DOE Awards Fluor $420M Contract for Paducah Gaseous Diffusion Plant Decommission and Decontamination

Credit usec.gov

Federal, state and local officials are praising the U.S. Department of Energy’s awarding a three-year $420 million clean-up contract to Fluor Federal Services, for decommissioning and decontamination of the Paducah Gaseous Diffusion Plant.

The DOE owned facility occupies 3,423-acres, and has been leased by the United States Enrichment Corporation, which enriched uranium for nuclear power plants.  As the DOE’s lease with USEC expires, and the company continues reorganization under bankruptcy proceedings, community leaders have been hoping for a new source of jobs for the more than 1,000 employees affected by the shutdown.

“It means jobs for Paducah,” Paducah Mayor Gayle Kaler said last night. “It also provides extensive and detailed hiring preferences for the available labor force,” said Kaler referring to recently laid off USEC employees.

The DOE reports the contract will fund Project Management (including Delease Planning and Facility Transfer back to the DOE); Facility Modification and Infrastructure Optimization (including Stabilization and Deactivation of GDP Facilities); Decontamination and Demolition, and Environmental Services.

In a joint statement from  city and county leaders expressed satisfaction for the contract and thanked Kentucky’s federal delegation in Congress but they maintain the project will take longer than three years.

“The clean-up of the site will require decades to accomplish and cost billions of dollars.

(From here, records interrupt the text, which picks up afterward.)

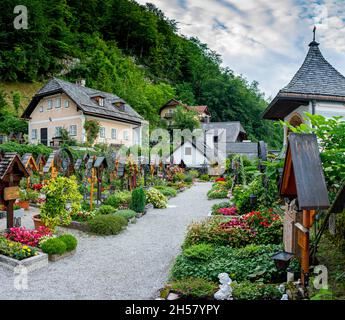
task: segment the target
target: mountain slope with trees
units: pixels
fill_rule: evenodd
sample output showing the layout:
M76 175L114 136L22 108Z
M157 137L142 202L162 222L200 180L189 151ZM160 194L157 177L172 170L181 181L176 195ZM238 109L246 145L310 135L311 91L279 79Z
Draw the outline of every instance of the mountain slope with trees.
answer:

This contract will be the vehicle to begin this important work,” the statement read.

Paducah Economic Development Vice President Charlie Martin said it's too early to tell when Fluor will begin hiring, and how many jobs are expected for the project.

"It's still early in the process and I'm sure we'll be getting more information in the days ahead about how exactly things are going to work," Martin said.

The future of the PGDP site beyond cleanup includes another enrichment facility. GE Hitachi’s Global Laser Enrichment, is seeking proper federal approval to construct an estimated $1-billion facility on the site in hopes of utilizing depleted uranium, so-called tails, stored on the site.